This repo contains the code used within the paper Zero-Shot Crosslingual Sentence Simplification
For the test data and GeoLino dataset see https://github.com/Jmallins/ZEST-data
There are three steps when using ZEST: Data, Preprocessing, Training, and Predicition.
Zest requires at a minimum: translation data and simplification data (in one language). Additionally, we experimented with the inclusion of non-parallel data, see table 5 for a comparison.
Translation data can be taken from WMT (in the paper we used wmt19, but feel free to use the most recent WMT (2021). Additionally, you could consider using opensubtiles dataset or wikimatrix.

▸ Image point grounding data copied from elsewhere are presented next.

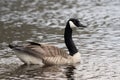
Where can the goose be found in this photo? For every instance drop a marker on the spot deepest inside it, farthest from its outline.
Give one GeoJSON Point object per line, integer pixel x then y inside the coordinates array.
{"type": "Point", "coordinates": [46, 54]}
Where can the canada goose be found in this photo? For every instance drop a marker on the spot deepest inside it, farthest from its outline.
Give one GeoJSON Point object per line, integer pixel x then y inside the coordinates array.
{"type": "Point", "coordinates": [37, 53]}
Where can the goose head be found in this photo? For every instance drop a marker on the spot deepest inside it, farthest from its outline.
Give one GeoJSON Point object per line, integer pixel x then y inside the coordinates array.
{"type": "Point", "coordinates": [75, 23]}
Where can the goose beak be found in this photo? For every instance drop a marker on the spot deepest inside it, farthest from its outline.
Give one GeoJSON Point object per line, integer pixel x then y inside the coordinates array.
{"type": "Point", "coordinates": [81, 26]}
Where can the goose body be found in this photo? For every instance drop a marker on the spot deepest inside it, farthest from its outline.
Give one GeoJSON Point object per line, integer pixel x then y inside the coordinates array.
{"type": "Point", "coordinates": [39, 53]}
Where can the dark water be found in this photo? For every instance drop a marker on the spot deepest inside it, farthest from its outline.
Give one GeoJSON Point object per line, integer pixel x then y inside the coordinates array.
{"type": "Point", "coordinates": [44, 21]}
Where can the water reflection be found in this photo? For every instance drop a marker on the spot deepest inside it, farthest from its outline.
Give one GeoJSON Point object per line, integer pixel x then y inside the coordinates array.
{"type": "Point", "coordinates": [40, 72]}
{"type": "Point", "coordinates": [70, 72]}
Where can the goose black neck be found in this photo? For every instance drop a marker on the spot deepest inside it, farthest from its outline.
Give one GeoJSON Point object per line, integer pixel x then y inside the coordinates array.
{"type": "Point", "coordinates": [68, 40]}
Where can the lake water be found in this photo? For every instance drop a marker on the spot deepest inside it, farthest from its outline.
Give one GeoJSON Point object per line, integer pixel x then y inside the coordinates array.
{"type": "Point", "coordinates": [44, 21]}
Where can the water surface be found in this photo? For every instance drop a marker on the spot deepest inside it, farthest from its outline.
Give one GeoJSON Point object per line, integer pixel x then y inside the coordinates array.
{"type": "Point", "coordinates": [44, 21]}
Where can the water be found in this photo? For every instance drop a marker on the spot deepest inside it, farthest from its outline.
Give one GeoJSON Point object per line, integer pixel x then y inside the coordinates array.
{"type": "Point", "coordinates": [44, 21]}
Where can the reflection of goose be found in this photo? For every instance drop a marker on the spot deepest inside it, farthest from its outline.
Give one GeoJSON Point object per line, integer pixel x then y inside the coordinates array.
{"type": "Point", "coordinates": [70, 72]}
{"type": "Point", "coordinates": [34, 53]}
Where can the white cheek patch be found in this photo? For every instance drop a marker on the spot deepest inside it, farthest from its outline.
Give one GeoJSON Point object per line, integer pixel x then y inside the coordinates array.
{"type": "Point", "coordinates": [72, 25]}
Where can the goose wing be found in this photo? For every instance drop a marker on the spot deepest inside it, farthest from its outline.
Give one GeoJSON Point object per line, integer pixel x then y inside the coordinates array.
{"type": "Point", "coordinates": [42, 50]}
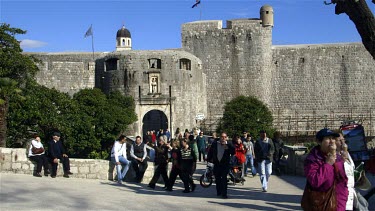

For simplification data we used wikilarge, however, you could consider newsela, or more recent wikipedia simplification datasets https://github.com/chaojiang06/wiki-auto . For wikilarge please ensure you use the correction version (one version will have entities replaced with placeholders). Wikilarge will also need to be detokenized, mosses detokenization can be used.
For non-parallel data we used simple wikipedia, geolino, and wmt data (see table 2). We used this for auto-encoding and a language modeling task.
In the paper, we tokenized (use a reversible language-specific tokenizer) all our data and then learnt truecasing on all our data. This is time-consuming and probably offers no benefits, so this step could be skipped.
We next learnt sentencepiece, we learnt sentencepieceon all available data (non-parallel, simplification, and translation). This involves making one dataset. We learnt a sample based SP vocab of size 50K. Note, a large size SP vocab will significantly affect your training speeds, as such you could consider using 32K.
The next step was source word dropout, this is important if you include non-parallel data, but could be skipped if you do not include this data (for the paper we always included this step). Drop 10% of the source tokens. Note, other noise functions could work. For the paper, we upsampled all datasets to at least ~1M datapoints, such that different source word dropout is applied.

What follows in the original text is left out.